Uno studio di confronto fra i reperti trovati e altri ritrovamenti di corredi funerari, l’analisi delle fonti storiche durato oltre 14 anni è confluito nel volume Una tomba principesca da Timmari, dove viene avanzata l’ipotesi che si tratti di un personaggio eminente, individuabile, per le armi che lo accompagnano, come un nobile guerriero straniero macedone-epirota.

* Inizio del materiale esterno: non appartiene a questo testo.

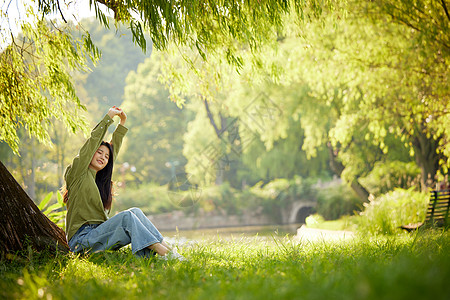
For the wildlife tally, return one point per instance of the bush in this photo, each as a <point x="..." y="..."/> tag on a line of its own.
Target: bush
<point x="386" y="177"/>
<point x="385" y="214"/>
<point x="336" y="201"/>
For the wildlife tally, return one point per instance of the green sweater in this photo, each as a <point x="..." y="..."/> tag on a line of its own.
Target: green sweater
<point x="85" y="204"/>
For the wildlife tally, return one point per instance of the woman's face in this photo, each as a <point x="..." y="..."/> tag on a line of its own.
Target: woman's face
<point x="100" y="158"/>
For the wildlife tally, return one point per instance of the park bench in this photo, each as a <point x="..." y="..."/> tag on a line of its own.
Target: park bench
<point x="437" y="211"/>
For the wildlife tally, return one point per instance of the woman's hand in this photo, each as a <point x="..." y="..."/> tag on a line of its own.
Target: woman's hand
<point x="114" y="111"/>
<point x="123" y="117"/>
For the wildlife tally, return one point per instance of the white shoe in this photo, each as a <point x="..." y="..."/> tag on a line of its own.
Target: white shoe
<point x="173" y="254"/>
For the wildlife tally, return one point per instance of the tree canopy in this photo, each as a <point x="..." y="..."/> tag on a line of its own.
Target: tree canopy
<point x="35" y="70"/>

“Ho consegnato il testo nel 2001 all’Accademia dei Lincei – prosegue Canosa – che per 6 anni ha lavorato all’edizione del libro. Ad oggi, l’ipotesi che a Timmari sia stato sepolto Alessandro I d’Epiro detto “il Molosso” è suffragata da una serie di riscontri che vanno dal rito funebre eseguito, il corpo è stato prima cremato in una pira adiacente e poi inumato nella tomba, ai resti umani rinvenuti: solo il cranio e una costola. Resti minimi che non si devono alla cremazione – poiché le analisi degli esperti hanno appurato che è avvenuta a una temperatura troppo bassa perché la cremazione fosse completa– ma che ben collimano con quanto raccontato dalle fonti storiche: il corpo de “il Molosso” fu smembrato dai suoi nemici e sepolto in varie zone dell’Italia meridionale”.

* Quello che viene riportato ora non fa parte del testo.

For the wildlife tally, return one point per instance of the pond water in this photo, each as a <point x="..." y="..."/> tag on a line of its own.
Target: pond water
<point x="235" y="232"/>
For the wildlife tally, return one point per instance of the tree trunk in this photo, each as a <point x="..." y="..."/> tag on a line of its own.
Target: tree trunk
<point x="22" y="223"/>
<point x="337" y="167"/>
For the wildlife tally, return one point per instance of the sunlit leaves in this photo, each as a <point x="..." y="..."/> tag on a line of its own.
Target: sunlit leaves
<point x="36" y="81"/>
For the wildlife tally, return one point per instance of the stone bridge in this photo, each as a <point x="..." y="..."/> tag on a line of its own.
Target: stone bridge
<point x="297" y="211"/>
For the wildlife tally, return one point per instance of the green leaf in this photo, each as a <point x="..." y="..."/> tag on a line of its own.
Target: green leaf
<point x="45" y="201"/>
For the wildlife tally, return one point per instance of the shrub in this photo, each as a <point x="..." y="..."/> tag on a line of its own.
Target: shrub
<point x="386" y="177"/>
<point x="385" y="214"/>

E ancora i resti del legno usato per il rogo funebre, con un frutto di pero mandorlino selvatico maturo che riporta al periodo del tardo autunno in cui il re dell’Epiro morì nel 331 a.C. Fra le testimonianze più significative: i vasi a figure rosse prodotti fra il 340 e il 335 a.C. dall’officina del Pittore di Dario per il corredo funebre, la ricca armatura in bronzo in stile epirota-macedone e la presenza nel corredo di un rampino di ferro. Attrezzo che fa supporre alla dottoressa Canosa che il defunto fosse il comandante di un corpo speciale, quello degli scalatori “agriani”, addestrato all’assalto delle mura delle città assediate. Corpo inserito da Filippo II nell’esercito macedone ed usato da Alessandro Magno durante la sua spedizione in Asia.

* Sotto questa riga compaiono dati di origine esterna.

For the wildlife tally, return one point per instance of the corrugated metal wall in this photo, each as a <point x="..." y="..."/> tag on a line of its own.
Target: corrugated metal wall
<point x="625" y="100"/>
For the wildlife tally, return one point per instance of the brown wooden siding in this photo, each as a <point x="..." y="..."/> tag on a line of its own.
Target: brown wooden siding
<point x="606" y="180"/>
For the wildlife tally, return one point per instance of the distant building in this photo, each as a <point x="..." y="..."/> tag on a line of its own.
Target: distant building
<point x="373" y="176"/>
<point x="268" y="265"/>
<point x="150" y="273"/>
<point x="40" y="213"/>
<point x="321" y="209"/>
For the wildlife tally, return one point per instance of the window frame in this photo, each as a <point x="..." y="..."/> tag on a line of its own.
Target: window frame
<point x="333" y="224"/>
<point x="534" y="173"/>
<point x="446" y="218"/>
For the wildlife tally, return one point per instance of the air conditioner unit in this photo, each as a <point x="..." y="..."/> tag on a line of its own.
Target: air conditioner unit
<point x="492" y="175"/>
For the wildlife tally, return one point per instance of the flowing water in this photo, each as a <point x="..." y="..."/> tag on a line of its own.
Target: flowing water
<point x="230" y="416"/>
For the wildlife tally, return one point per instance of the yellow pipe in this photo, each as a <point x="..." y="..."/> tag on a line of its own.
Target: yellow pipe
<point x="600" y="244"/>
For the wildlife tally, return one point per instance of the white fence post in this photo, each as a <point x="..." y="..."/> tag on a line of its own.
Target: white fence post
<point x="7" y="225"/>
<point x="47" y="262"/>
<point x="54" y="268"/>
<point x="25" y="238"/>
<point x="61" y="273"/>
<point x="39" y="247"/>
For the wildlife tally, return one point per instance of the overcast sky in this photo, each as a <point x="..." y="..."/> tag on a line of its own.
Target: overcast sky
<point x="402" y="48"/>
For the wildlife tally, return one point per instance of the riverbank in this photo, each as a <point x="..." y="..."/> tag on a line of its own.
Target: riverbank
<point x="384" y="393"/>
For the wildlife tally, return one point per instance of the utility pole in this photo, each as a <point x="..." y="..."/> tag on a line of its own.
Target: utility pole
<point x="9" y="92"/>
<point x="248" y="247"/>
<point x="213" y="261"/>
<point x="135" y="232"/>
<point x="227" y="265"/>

Seppur in presenza di queste ed altre importanti “indicazioni” che porterebbero all’identificazione della tomba 33 di Timmari con la sepoltura del re dell’Epiro, con onestà intellettuale nel volume Maria Giuseppina Canosa riconosce che il corredo – per quanto ricco – non è paragonabile a quelli delle tombe reali macedoni, e pertanto una simile identificazione non è “suffragata da elementi certi”.